This is what i meant. roomy/comfy ocbd untucked = sloppy looking due to long tail etc. this partially solves the problem, a substitution for your lacoste polo shirt when you want a real collar.

It's a youthful look, i like, it's nice, high five.


----------



## statboy (Sep 1, 2010)

That Gant shirt seems faked out, just like the looks on Unabashadly Prep. That collar is tiny, looks like the junk at Jcrew, from Sri Lanka too I assume. Have Mercer make one for you.


----------



## Cardinals5 (Jun 16, 2009)

A popover with button down club collar? That's a rare beast.


----------



## hookem12387 (Dec 29, 2009)

Cardinals5 said:


> A popover with button down club collar? That's a rare beast.


There's also a spread club collar floating around somewhere. Some strange shirts around.


----------



## vwguy (Jul 23, 2004)

In the pic, the body of it looks almost too short, what say you Untilted?

Brian


----------



## Steve Smith (Jan 12, 2008)

Thom Browne's Schooldays said:


> but I've found I care more about other details of a shirt--*non SML sizing*, a real full-sized collar instead of a trendy, tiny one- than the pop-over placket.


You will probably never see a new popover with non SML sizing because the appeal is not broad enough to justify making and stocking the huge inventory required for neck-sleeve shirts.
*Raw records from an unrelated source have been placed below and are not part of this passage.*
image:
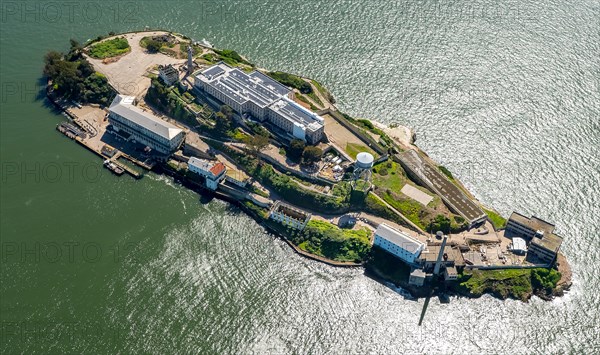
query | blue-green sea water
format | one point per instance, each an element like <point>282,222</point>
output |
<point>503,93</point>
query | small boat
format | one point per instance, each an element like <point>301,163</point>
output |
<point>206,43</point>
<point>113,167</point>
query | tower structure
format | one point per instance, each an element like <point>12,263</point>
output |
<point>438,262</point>
<point>190,60</point>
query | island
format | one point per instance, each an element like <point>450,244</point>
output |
<point>343,190</point>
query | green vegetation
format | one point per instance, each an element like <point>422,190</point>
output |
<point>354,148</point>
<point>74,77</point>
<point>323,91</point>
<point>169,101</point>
<point>291,80</point>
<point>259,211</point>
<point>327,240</point>
<point>285,186</point>
<point>369,126</point>
<point>109,48</point>
<point>290,190</point>
<point>545,279</point>
<point>311,154</point>
<point>296,149</point>
<point>229,56</point>
<point>513,283</point>
<point>389,175</point>
<point>372,205</point>
<point>497,220</point>
<point>446,172</point>
<point>410,208</point>
<point>306,101</point>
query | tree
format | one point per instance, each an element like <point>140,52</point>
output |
<point>227,111</point>
<point>296,149</point>
<point>312,154</point>
<point>223,123</point>
<point>257,143</point>
<point>153,46</point>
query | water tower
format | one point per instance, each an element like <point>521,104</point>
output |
<point>362,171</point>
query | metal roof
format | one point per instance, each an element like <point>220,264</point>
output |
<point>123,106</point>
<point>399,238</point>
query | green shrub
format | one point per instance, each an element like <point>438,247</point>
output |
<point>325,239</point>
<point>291,80</point>
<point>110,48</point>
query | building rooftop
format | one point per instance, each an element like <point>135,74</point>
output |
<point>298,114</point>
<point>291,212</point>
<point>215,168</point>
<point>519,244</point>
<point>123,106</point>
<point>549,241</point>
<point>454,255</point>
<point>262,91</point>
<point>418,273</point>
<point>399,238</point>
<point>451,270</point>
<point>241,87</point>
<point>533,223</point>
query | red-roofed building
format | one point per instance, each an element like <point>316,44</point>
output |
<point>213,172</point>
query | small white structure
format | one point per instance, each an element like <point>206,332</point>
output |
<point>519,246</point>
<point>212,172</point>
<point>364,161</point>
<point>289,216</point>
<point>398,243</point>
<point>236,177</point>
<point>168,74</point>
<point>417,277</point>
<point>450,273</point>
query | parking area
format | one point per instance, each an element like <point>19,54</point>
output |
<point>127,74</point>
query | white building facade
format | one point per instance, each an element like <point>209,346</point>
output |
<point>263,98</point>
<point>143,127</point>
<point>398,243</point>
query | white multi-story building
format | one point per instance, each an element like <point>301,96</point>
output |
<point>289,216</point>
<point>263,98</point>
<point>143,126</point>
<point>398,243</point>
<point>211,171</point>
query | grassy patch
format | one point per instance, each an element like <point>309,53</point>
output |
<point>446,172</point>
<point>354,148</point>
<point>389,175</point>
<point>410,208</point>
<point>513,283</point>
<point>326,239</point>
<point>110,48</point>
<point>497,220</point>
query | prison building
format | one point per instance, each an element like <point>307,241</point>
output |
<point>263,98</point>
<point>544,243</point>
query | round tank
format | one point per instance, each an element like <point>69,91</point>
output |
<point>364,160</point>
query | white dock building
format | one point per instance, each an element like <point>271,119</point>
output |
<point>398,243</point>
<point>143,126</point>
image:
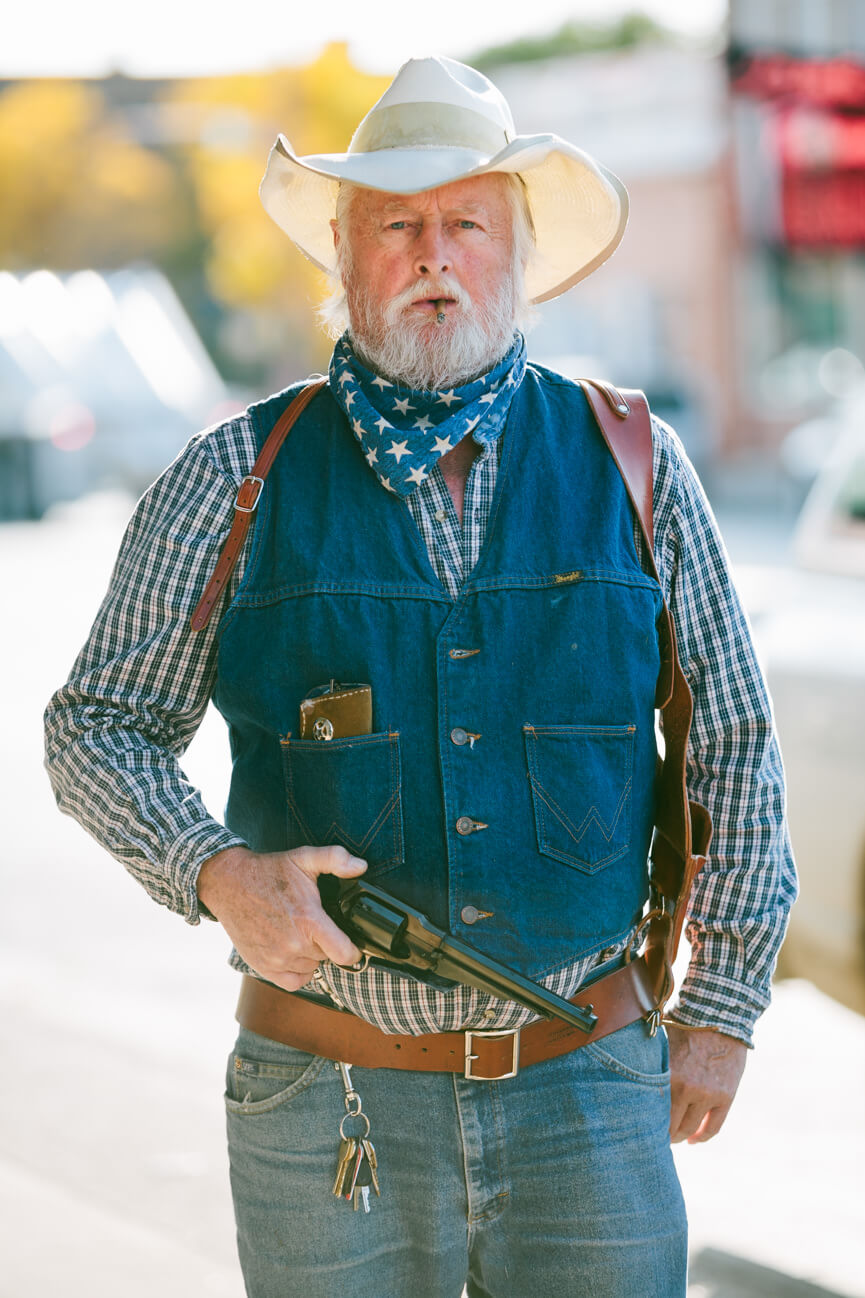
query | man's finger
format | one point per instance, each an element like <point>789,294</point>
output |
<point>686,1123</point>
<point>711,1124</point>
<point>327,861</point>
<point>333,942</point>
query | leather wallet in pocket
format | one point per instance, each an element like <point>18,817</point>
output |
<point>337,711</point>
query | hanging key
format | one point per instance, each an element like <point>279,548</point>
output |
<point>347,1151</point>
<point>361,1181</point>
<point>369,1150</point>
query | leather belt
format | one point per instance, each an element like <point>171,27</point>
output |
<point>618,998</point>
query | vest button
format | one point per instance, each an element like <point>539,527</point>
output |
<point>465,824</point>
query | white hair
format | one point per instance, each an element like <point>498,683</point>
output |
<point>333,310</point>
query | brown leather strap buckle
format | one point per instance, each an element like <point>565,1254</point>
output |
<point>491,1036</point>
<point>255,486</point>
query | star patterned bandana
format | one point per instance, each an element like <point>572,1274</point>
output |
<point>404,432</point>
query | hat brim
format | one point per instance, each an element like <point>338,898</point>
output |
<point>578,208</point>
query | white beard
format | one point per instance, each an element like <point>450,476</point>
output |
<point>414,351</point>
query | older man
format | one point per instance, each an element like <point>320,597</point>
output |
<point>444,530</point>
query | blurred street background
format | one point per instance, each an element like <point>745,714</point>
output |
<point>144,295</point>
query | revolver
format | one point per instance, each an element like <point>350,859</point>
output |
<point>386,928</point>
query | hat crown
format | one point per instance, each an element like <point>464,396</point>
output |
<point>437,103</point>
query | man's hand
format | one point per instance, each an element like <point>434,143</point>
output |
<point>270,907</point>
<point>705,1072</point>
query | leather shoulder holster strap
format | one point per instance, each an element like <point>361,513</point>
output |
<point>682,828</point>
<point>246,504</point>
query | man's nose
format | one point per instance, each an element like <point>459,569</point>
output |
<point>430,253</point>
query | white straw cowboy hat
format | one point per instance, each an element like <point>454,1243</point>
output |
<point>438,122</point>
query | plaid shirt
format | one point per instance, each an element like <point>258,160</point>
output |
<point>139,687</point>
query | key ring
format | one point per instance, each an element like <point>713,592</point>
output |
<point>359,1113</point>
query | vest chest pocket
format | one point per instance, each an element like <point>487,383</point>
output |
<point>347,792</point>
<point>581,780</point>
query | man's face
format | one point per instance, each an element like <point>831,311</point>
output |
<point>401,255</point>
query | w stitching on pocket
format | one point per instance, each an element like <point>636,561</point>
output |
<point>390,848</point>
<point>592,814</point>
<point>548,810</point>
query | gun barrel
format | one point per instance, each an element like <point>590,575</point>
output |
<point>387,927</point>
<point>465,965</point>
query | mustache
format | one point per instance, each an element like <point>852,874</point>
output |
<point>427,290</point>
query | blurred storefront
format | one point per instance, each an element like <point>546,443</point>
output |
<point>659,313</point>
<point>798,125</point>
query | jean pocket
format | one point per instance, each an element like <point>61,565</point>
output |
<point>347,792</point>
<point>631,1053</point>
<point>581,788</point>
<point>259,1085</point>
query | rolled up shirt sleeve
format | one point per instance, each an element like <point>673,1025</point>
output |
<point>138,691</point>
<point>742,898</point>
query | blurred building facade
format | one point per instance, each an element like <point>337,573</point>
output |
<point>659,313</point>
<point>798,135</point>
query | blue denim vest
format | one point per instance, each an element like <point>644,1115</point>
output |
<point>550,654</point>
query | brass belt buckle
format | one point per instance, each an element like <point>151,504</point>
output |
<point>469,1057</point>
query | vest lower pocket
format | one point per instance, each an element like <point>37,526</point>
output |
<point>347,792</point>
<point>581,787</point>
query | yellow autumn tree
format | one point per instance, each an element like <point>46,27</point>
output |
<point>77,190</point>
<point>251,264</point>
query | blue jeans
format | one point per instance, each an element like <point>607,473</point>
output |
<point>559,1181</point>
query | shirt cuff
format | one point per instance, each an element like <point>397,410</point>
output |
<point>712,1001</point>
<point>183,865</point>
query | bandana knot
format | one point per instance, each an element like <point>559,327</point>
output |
<point>404,432</point>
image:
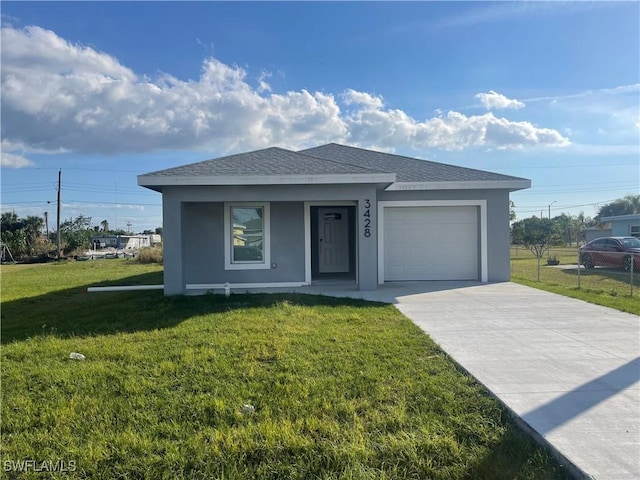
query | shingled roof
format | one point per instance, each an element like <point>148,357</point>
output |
<point>407,169</point>
<point>326,164</point>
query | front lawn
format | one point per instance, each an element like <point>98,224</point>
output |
<point>609,287</point>
<point>245,387</point>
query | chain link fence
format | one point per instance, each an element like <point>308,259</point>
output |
<point>602,272</point>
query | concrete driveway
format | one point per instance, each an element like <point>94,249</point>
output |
<point>568,369</point>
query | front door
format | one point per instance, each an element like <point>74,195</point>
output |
<point>333,247</point>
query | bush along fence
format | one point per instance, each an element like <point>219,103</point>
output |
<point>566,267</point>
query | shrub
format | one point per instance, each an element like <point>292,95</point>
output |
<point>150,255</point>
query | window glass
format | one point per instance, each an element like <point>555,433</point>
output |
<point>247,231</point>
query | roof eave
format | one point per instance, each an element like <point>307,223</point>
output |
<point>512,185</point>
<point>156,182</point>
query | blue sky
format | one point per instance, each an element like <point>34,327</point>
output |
<point>105,91</point>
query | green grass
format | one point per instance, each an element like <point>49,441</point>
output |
<point>341,388</point>
<point>608,287</point>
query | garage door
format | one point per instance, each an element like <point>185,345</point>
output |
<point>431,243</point>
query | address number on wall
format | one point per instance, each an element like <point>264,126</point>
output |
<point>367,218</point>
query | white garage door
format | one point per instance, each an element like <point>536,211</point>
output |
<point>431,243</point>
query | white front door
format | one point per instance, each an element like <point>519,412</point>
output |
<point>333,241</point>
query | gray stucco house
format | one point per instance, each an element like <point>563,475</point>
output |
<point>281,218</point>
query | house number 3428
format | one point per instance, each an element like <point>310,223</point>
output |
<point>367,218</point>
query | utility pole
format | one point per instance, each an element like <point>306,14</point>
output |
<point>58,219</point>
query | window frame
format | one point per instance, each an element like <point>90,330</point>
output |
<point>229,263</point>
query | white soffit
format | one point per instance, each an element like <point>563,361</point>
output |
<point>516,184</point>
<point>157,180</point>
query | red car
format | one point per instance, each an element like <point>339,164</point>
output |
<point>615,252</point>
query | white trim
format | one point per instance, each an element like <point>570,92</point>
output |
<point>516,184</point>
<point>213,286</point>
<point>168,180</point>
<point>124,288</point>
<point>307,232</point>
<point>265,264</point>
<point>484,270</point>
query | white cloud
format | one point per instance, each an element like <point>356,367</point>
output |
<point>63,97</point>
<point>372,125</point>
<point>12,160</point>
<point>494,100</point>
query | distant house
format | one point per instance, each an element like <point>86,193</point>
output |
<point>616,226</point>
<point>124,242</point>
<point>280,218</point>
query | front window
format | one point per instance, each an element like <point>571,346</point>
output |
<point>246,236</point>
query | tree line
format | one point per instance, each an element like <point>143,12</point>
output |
<point>540,234</point>
<point>24,236</point>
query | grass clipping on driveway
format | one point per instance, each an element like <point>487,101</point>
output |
<point>339,389</point>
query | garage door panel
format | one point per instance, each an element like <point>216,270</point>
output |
<point>431,243</point>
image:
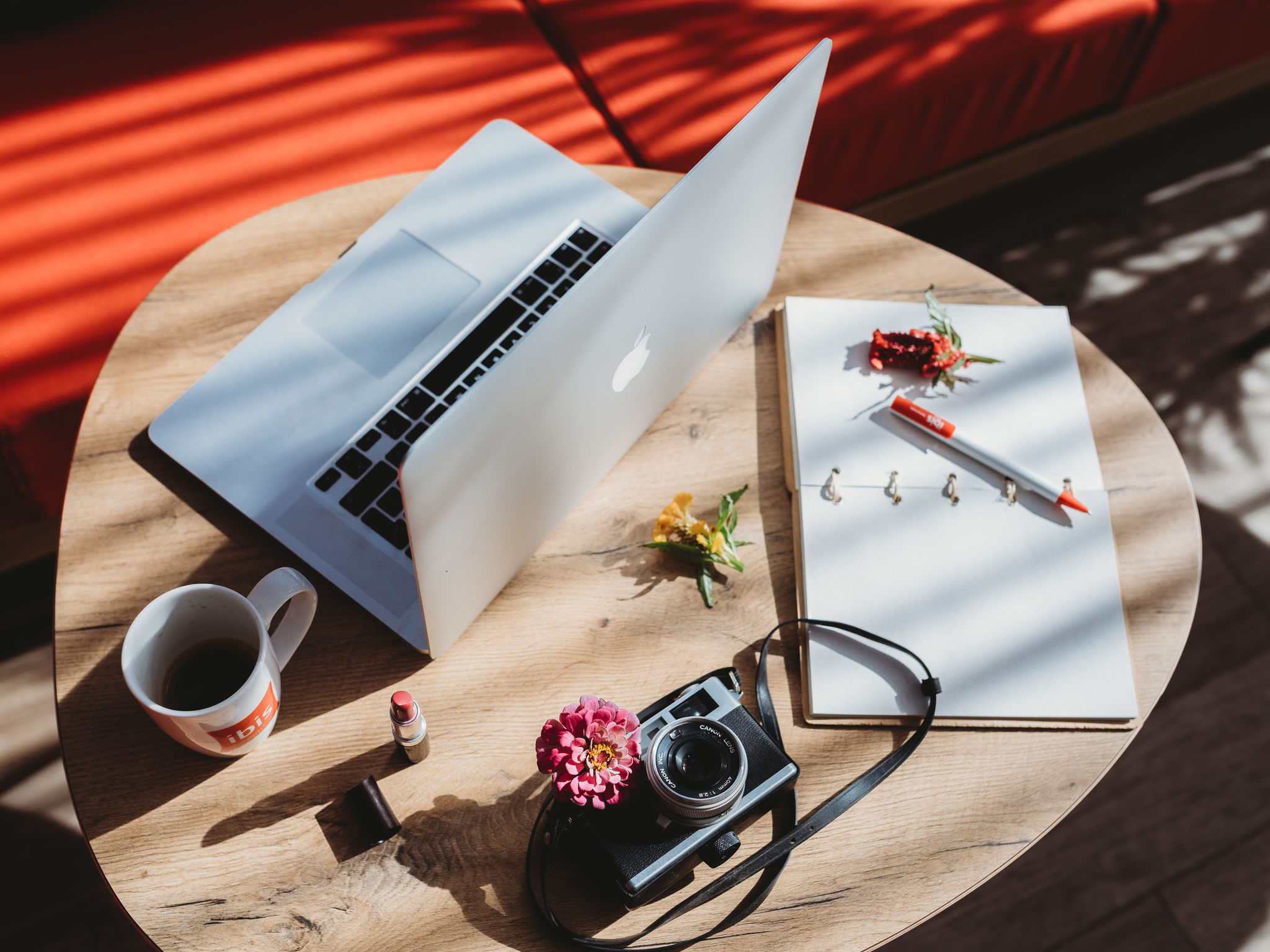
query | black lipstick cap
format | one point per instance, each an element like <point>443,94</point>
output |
<point>373,811</point>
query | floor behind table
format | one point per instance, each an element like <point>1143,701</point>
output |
<point>1161,249</point>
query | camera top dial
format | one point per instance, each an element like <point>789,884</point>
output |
<point>696,770</point>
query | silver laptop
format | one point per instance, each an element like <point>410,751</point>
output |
<point>498,339</point>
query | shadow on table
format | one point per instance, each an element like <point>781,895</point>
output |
<point>150,769</point>
<point>323,787</point>
<point>477,853</point>
<point>48,871</point>
<point>311,684</point>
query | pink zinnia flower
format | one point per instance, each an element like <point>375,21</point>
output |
<point>591,751</point>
BB makes these (with GF logo stitched on chest) with excellent collars, but be aware that they are cut a little trimmer than a traditional fit BB OCBD. I don't see many of these.


----------



## JakeLA (Oct 30, 2006)

Steve Smith said:


> You will probably never see a new popover with non SML sizing because the appeal is not broad enough to justify making and stocking the huge inventory required for neck-sleeve shirts.
> 
> BB makes these (with GF logo stitched on chest) with excellent collars, but be aware that they are cut a little trimmer than a traditional fit BB OCBD. I don't see many of these.


BB currently has a shirt virtually identical to the Gant for $80. I have one and happen to be wearing it today. No logo and curved hem, FWIW


----------



## jwooten (Dec 19, 2010)

JakeLA said:


> BB currently has a shirt virtually identical to the Gant for $80. I have one and happen to be wearing it today. No logo and curved hem, FWIW


Nice find, Brooks Brothers does have this hidden away in the Slim-fit Sportshirt section. It's a shame that it's only offered in blue, but with Monday's coming sport shirt sale. It could very well be had for half of what the Gant is selling for.

Any advice on the fit of the BB? True to size or not?


----------



## Untilted (Mar 30, 2006)

statboy said:


> That Gant shirt seems faked out, just like the looks on Unabashadly Prep. That collar is tiny, looks like the junk at Jcrew, from Sri Lanka too I assume. Have Mercer make one for you.


collar is much, much better than what j.crew offers. not tiny, not full bb collar, it is really in between.

no doubt mercer makes a shirt with good construction. but from what i have heard, mercer's popover has a long placket with like 6 buttons on that placket. so it depends on your style preference...


----------



## Untilted (Mar 30, 2006)

jwooten said:


> Nice find, Brooks Brothers does have this hidden away in the Slim-fit Sportshirt section. It's a shame that it's only offered in blue, but with Monday's coming sport shirt sale. It could very well be had for half of what the Gant is selling for.
> 
> Any advice on the fit of the BB? True to size or not?


back when i was in college a few yrs ago, i bought a bb pullover shirt, slim fit, with a logo. i tried it on and immediately re-sold it. pullover is one of the shirts that can not be slim fit. the shirt i had just doesnt look right: the body was tight and the shirt was long so it can only be tucked in, difficult to achieve the relaxed feel when paired with shorts, etc. Maybe the current shirt fixed that problem, i have no clue, but personally not a big fan of the positioning and narrowness of placket. great price point though if they dont bother you. seems to be available in M only online, perhaps stores carries more?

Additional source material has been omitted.